The clear parts are well-molded, and this time, the instrument panel has gauge faces instead of holes. This requires careful painting. The photo film for the gauges glues to the back of the clear panel as usual.
White-metal landing-gear cores are included to give the struts extra strength. An optional white-metal pitot tube is provided, but mine was mis-cast. I glued the metal tip onto the plastic pitot.
Out of the 492 parts, 252 parts go toward a wide array of air-to-air and air-to- ground missiles and pylons. There are 32 missiles and their appropriate hard points, but the most that can be mounted on the jet is eight. Not being that familiar with Russian ordnance, I just picked a bunch of missiles I saw mounted on Fulcrums in reference photos. An entire decal sheet is dedicated to missile stenciling, and one side of the color and markings guide is for ordnance. Actually, only about half the weapons shown on the sheet come in the kit, so the others are probably destined for subsequent kits.
The decal sheet provides markings for two aircraft, but the camouflage pattern shown on the marking sheet is incorrect compared with photos.
Harnesses for the seat are produced on the photoetched fret, along with control surface hinge-pin holders. Metal hinge pins, 10 screws, and four vinyl tires round out the contents.
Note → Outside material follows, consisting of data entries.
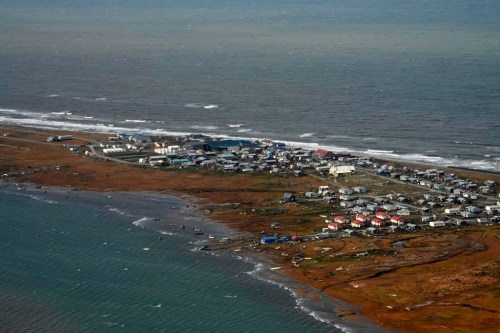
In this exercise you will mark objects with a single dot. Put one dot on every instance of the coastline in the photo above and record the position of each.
(112, 177)
(146, 204)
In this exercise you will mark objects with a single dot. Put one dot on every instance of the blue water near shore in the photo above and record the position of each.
(76, 262)
(409, 80)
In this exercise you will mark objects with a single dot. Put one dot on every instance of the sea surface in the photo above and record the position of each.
(410, 80)
(88, 262)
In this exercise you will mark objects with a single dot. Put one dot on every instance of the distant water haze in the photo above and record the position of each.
(412, 80)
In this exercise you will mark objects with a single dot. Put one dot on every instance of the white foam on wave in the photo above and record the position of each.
(135, 121)
(378, 152)
(32, 114)
(37, 198)
(116, 210)
(204, 127)
(340, 136)
(193, 105)
(141, 223)
(7, 110)
(259, 273)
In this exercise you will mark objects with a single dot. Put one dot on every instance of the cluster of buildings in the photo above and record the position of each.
(226, 155)
(453, 197)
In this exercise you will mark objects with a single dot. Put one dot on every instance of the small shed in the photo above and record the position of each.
(289, 197)
(269, 240)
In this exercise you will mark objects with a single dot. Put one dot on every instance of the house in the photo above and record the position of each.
(360, 189)
(289, 197)
(435, 224)
(389, 207)
(412, 227)
(324, 154)
(361, 217)
(269, 240)
(377, 222)
(373, 231)
(404, 212)
(323, 189)
(138, 138)
(397, 220)
(467, 214)
(230, 145)
(341, 170)
(395, 228)
(452, 211)
(347, 204)
(492, 208)
(340, 219)
(334, 226)
(311, 195)
(345, 191)
(381, 215)
(473, 209)
(426, 218)
(357, 224)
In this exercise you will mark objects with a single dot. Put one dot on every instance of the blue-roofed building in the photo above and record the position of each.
(179, 161)
(230, 145)
(139, 138)
(269, 240)
(227, 157)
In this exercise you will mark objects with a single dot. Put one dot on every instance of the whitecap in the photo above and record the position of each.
(193, 105)
(8, 110)
(141, 222)
(135, 121)
(204, 127)
(374, 151)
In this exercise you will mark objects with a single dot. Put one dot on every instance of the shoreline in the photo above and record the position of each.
(222, 193)
(402, 159)
(310, 300)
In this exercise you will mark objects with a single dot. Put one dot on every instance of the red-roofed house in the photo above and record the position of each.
(323, 153)
(381, 215)
(357, 224)
(334, 226)
(340, 219)
(361, 217)
(396, 219)
(377, 222)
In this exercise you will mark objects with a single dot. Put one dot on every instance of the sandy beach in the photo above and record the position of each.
(454, 286)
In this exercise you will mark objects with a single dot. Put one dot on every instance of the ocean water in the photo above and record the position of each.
(83, 262)
(409, 80)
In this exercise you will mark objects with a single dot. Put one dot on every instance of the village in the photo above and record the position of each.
(406, 242)
(436, 199)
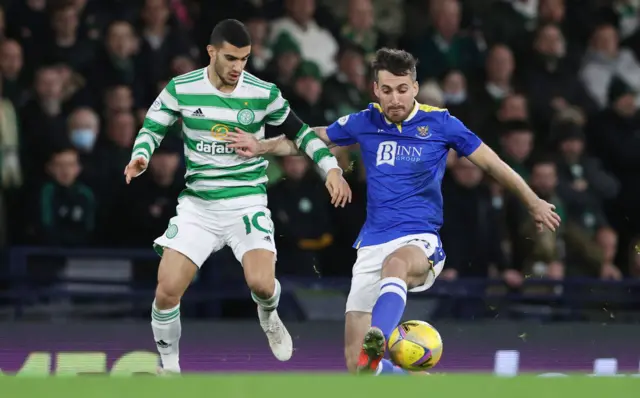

Construction was straightforward starting with the cockpit. The photoetched seat harness looks stiff and is difficult to bend and conform to the seat.
When joining the upper and lower fuselage halves, I had to fill near the nose and where the stabilizers attach. Screws attach the wings and nose-gear bay to the fuselage.
The hinged control surfaces were floppy, so I glued them in place. There's no indication in the instructions that the model will be tail-heavy once ordnance is installed. I had already glued the nose cone on by that time, but I was able to coat an automotive wheel weight with super glue and drop it into the model through the opening for one of the exhaust pipes. After a shot of super glue accelerator, it must have settled somewhere in the forward fuselage and was heavy enough to balance the model. That's the hard way to solve it. You should glue weight into the nose cone; there's no radar detail so there's plenty of room.
I had to work on the nose-cone seam and restore detail around it that was lost to sanding.
In Step 11 when adding the intakes, the ramps parts No. D6 and D7 sit high. I sanded them so they were flush with the intake edges. I also had to sand the wedges on which the ramps rest so the intake fit properly.
The landing gear struts go together well and they're sturdy, but the main struts are canted inward too far. The detailed exhaust cans angle outward, but I'm not sure I see that in reference photos.
The final tweak was to sand the instrument panel coaming to better fit the headup display. The last assembly session went to building the missiles and pylons.
After painting the model, the decals went down great. I spent about 40 hours putting Trumpeter's big Fulcrum together, some of that studying the unfamiliar ordnance. A good reference is Warbird Tech Series MiG-29 Fulcrum, No. 41.
The finished model looks right and makes a nice comparison with a 1/32 scale F-16. You should have some experience with complex kits before getting wedged in by this Fulcrum.